Daí decorre a relevância da independência dos bancos centrais. Sempre que há sinais de subordinação da política monetária a objetivos fiscais, as expectativas se deterioram e a curva tende a se inclinar. No limite, instala-se o risco de repressão financeira. Esse mecanismo foi observado no pós-guerra, quando Estados Unidos e Reino Unido forçaram instituições a manter grande parte de seus ativos em títulos de baixa remuneração, e também em economias emergentes nas décadas de 1980 e 1990, com controles de capitais e restrições à alocação de fundos de pensão. Embora tais medidas tenham reduzido temporariamente o custo da dívida, elas corroeram a confiança, pressionaram a inflação e se mostraram insustentáveis.
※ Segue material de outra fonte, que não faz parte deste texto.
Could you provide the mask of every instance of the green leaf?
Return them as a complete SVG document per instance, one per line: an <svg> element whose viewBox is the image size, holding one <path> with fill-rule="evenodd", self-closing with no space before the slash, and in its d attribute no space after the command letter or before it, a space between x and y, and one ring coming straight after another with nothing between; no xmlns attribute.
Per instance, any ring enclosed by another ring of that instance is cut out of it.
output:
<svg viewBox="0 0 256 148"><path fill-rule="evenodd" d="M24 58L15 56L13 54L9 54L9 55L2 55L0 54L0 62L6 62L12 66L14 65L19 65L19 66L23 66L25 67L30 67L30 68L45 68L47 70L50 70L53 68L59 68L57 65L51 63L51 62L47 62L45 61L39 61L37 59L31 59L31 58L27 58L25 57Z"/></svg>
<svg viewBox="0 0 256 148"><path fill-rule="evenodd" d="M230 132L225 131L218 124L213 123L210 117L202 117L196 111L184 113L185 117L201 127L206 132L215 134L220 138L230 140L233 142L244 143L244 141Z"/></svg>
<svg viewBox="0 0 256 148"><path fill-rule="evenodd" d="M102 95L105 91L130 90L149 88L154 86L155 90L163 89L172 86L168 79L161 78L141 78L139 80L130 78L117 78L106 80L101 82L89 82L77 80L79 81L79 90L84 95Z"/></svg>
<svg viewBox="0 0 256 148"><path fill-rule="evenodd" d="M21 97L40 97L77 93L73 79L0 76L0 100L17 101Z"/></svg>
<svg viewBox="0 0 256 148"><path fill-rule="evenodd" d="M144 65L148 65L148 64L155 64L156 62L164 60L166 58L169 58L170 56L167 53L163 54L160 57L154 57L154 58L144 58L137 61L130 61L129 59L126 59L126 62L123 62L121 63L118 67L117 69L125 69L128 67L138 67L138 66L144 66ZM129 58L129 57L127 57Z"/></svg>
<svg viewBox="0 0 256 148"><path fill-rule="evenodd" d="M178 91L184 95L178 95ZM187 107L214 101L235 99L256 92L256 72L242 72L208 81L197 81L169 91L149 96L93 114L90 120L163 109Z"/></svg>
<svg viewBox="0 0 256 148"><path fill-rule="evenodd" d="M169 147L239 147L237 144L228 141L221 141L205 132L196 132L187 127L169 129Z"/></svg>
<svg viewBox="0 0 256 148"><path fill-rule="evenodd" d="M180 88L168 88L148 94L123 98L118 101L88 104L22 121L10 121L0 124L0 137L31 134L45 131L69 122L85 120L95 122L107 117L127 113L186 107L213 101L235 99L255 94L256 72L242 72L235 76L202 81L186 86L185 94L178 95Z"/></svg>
Nos Estados Unidos, o tema voltou ao centro das atenções diante de questionamentos sobre a autonomia do Federal Reserve, especialmente em um cenário de déficits persistentes e endividamento crescente. Discute-se até que ponto o Fed pode tolerar níveis mais altos de inflação e recorrer novamente ao QE como instrumento de acomodação da dívida. Esse ambiente traz à tona o risco de a política monetária ser condicionada pela necessidade de estabilizar as contas públicas, minando credibilidade, inclinando a curva e dificultando o controle de preços. Como a confiança no Fed sustenta não apenas a economia doméstica, mas também o status do dólar e dos Treasuries como principais ativos de reserva global, as implicações podem ser profundas.
No Brasil, também há incertezas quanto à autonomia do Banco Central, mas o risco predominante está ligado à fragilidade fiscal. A autoridade monetária vem construindo credibilidade e avançando na difícil tarefa de reancorar as expectativas inflacionárias. Ainda assim, a elevada dívida pública mantém os prêmios de risco elevados.
Apesar de a Selic estar em um patamar fortemente contracionista, a curva de juros segue praticamente estável para o médio e longo prazo. Em circunstâncias usuais, seria natural observar uma queda mais expressiva das taxas ao longo do tempo. Sem avanços em reformas estruturais e consolidação fiscal, o receio de dominância não sairá do radar, restringindo o potencial de expansão da economia.